Distribution map of the absolute value of the weight of the BN layer of the model after YOLOv3-SPP pruning (left) and after fine-tuning (right)

So far, the whole process of model pruning of YOLOv3-SPP is completed. After model pruning, the model accuracy loses 3 points, and the total model parameters and weight file size are reduced by 96.4%. Model BFLOPS is reduced by 82%, and the inference speed on Tesla P100 GPU is increased by 44%.

Comparison of YOLOv4 baseline model and the model after pruning and fine-tuning

Model	P	R	mAP@0.5	Params	Size of .weights	Inference_time (Tesla T4)	BFLOPS
baseline	0.587	0.699	0.669	62.5M	244M	28.3ms	59.57
After finetune	0.565	0.626	0.601	1.3M	5.33M	10.9ms	7.815

Distribution map of the absolute value of the weight of the BN layer of the model after YOLOv4 pruning (left) and after fine-tuning (right)

So far, the whole process of model pruning of YOLOv4 is completed. After model pruning, the model accuracy loses 7 points, and the total model parameters and weight file size are reduced by 98%. Model BFLOPS is reduced by 87%, and the inference speed on Tesla T4 GPU is increased by 61%.

The model training of pytorch and darknet are quite different in many details.It is often better to fine tune training under the framework of darknet.It should be noted that you only need to use the pruned .cfg file and do not need to load the pre training weights!

Deployment of the model after pruning on OpenVINO

There are many optimization algorithms for the YOLO model, but because the model is converted to the OpenVINO IR model, tensorflow1.x based on the static graph design is used, which makes it necessary to adjust the tensorflow code as long as the model structure is changed. In order to simplify this process, I made a tool to analyze the cfg file of the pruned model and generate tensorflow code. With this tool, the pruned model can be quickly deployed in OpenVINO.

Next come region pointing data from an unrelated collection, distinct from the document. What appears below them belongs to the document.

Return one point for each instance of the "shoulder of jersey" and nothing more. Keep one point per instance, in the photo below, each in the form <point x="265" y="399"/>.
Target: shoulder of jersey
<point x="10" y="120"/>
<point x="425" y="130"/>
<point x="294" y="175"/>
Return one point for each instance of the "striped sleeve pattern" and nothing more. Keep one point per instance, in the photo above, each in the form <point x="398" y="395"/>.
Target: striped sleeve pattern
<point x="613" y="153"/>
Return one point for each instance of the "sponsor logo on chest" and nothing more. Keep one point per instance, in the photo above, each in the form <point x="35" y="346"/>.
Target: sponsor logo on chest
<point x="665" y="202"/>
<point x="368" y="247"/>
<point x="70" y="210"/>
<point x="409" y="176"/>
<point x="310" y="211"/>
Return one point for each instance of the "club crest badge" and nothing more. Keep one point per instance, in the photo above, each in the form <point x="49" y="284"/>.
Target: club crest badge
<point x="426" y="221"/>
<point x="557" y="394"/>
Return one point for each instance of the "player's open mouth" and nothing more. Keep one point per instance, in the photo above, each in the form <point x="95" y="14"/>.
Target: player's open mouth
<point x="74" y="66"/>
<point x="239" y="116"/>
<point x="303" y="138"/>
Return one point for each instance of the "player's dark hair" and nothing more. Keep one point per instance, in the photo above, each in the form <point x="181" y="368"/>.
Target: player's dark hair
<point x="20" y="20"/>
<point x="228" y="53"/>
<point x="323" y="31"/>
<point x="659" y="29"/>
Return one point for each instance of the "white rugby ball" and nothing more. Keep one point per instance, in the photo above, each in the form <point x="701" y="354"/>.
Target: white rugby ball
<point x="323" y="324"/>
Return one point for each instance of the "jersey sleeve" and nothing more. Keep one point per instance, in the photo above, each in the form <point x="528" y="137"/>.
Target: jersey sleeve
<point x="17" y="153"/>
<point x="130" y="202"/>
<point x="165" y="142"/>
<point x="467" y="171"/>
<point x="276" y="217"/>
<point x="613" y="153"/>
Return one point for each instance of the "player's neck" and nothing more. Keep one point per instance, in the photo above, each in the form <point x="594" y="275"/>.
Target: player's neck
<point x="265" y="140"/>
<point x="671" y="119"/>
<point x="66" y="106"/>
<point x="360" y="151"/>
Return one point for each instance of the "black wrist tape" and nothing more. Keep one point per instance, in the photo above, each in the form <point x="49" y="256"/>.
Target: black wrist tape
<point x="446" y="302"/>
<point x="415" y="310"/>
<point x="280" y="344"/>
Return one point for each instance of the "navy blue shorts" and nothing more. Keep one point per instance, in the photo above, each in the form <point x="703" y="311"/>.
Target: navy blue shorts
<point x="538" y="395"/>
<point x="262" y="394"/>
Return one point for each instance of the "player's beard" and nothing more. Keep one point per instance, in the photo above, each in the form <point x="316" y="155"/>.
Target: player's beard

Repositories: https://github.com/TNTWEN/OpenVINO-YOLO-Automatic-Generation

Under OpenVINO, the pruned model can get a 2~3 times increase in frame rate for inference using intel CPU, GPU, HDDL, and NCS2. We can use video splicing, four channels of 416×416 videos are spliced into 832×832, so that OpenVINO four channels of video can simultaneously perform YOLO and ensure basic real-time requirements.

And this tool has the potential to be compatible with other YOLO optimization algorithms. It only needs to provide the cfg file and weight file of the optimized model to complete the model conversion.

Thank you for your use and hope it will help you!